- Almost 40 million people are living with HIV/AIDS.
- 2.9 million people died of AIDS-related illness in 2006.
- 2006 saw 4.3 million new infections, with 2.8 million (65%) in sub-Saharan Africa. (Note: "Sub-Saharan Africa" means all of Africa except Northern Africa, so it includes Ethiopia.)
- 6,000 children are orphaned by AIDS every day. Worldwide, 15 million children have lost parents to AIDS.
- Every 14 seconds, a child loses a parent to AIDS.
They are counting on us.

Of the 15 million orphan-reasons to care about World AIDS Day, an estimated 4 to 6 million live in Ethiopia. Whether or not the child we adopt has lost a parent or two to AIDS, in many ways they are all AIDS orphans--for without this plague on the land would be millions more to raise the nation out of poverty, to grow crops, to give health care and education, to take all these children into Ethiopian homes to be loved and cared for. But there are too many.
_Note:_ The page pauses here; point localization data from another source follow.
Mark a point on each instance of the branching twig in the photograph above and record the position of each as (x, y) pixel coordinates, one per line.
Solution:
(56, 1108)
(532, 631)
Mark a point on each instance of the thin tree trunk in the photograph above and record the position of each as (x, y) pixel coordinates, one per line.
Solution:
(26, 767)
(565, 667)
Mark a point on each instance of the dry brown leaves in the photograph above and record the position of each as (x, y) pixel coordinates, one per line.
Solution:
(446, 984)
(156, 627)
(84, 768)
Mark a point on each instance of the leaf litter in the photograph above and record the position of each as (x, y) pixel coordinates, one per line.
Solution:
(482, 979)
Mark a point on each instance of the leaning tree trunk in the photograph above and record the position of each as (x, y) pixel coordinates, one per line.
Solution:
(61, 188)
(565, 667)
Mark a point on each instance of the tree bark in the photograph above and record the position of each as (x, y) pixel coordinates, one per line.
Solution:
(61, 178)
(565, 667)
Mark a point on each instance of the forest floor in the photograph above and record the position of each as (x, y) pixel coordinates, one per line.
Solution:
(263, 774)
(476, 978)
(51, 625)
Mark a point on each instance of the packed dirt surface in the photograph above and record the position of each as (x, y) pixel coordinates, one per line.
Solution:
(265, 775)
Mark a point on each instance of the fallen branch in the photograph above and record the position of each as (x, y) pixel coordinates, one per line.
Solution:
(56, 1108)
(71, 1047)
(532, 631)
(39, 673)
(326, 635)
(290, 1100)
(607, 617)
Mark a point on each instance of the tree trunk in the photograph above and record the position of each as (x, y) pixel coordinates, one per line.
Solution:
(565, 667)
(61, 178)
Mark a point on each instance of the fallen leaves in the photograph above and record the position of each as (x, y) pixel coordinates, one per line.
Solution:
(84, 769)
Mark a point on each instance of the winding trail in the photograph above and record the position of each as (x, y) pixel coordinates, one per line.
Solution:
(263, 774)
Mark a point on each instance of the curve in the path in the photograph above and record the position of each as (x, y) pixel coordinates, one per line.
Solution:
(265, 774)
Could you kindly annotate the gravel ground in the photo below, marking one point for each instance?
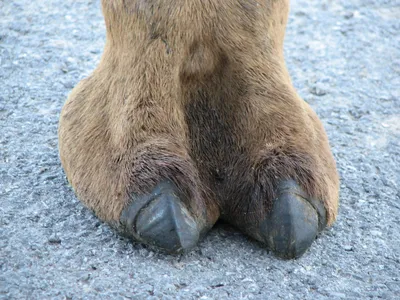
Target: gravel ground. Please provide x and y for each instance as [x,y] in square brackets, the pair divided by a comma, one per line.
[344,57]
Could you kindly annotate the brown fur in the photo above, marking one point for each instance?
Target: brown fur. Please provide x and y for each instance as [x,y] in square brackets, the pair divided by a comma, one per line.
[198,92]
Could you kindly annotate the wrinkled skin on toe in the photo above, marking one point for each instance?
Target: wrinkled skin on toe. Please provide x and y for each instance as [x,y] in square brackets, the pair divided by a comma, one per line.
[191,116]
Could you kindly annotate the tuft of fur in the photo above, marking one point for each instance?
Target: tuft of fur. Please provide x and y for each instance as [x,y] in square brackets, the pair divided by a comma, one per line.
[196,92]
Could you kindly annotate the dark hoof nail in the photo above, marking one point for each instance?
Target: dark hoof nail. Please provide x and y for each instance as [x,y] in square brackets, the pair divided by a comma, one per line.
[294,222]
[161,219]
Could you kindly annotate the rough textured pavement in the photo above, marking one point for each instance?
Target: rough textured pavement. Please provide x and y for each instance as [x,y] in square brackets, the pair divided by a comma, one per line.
[344,57]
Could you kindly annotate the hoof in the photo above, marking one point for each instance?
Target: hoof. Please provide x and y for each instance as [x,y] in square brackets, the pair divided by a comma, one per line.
[161,219]
[294,222]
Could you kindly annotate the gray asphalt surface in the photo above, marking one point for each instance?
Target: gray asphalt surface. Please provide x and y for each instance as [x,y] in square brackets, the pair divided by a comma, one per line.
[344,58]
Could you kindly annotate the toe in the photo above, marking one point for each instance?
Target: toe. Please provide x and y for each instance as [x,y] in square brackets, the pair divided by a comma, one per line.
[162,220]
[293,223]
I have begun reading There Is No Me Without You by Melissa Fay Greene, a journalist who has added two Ethiopian children to her family. She writes of her reaction when in 2000 she encountered the UN statistics of 12 million AIDS orphans in sub-Saharan Africa:
Who was going to raise twelve million children? That's what I suddenly wanted to know. . . . Who was teaching twelve million children how to swim? Who was signing twelve million permission slips for school field trips? Who packed twelve million school lunches? Who cheered at twelve million soccer games? (That sounded like our weekends.) Who was going to buy twelve million pairs of sneakers that light up when you jump? Backpacks? Toothbrushes? Twelve million pairs of socks? Who will tell twelve million bedtime stories? Who will quiz twelve million children on Thursday nights for their Friday-morning spelling tests? Twelve million trips to the dentist? Twelve million birthday parties?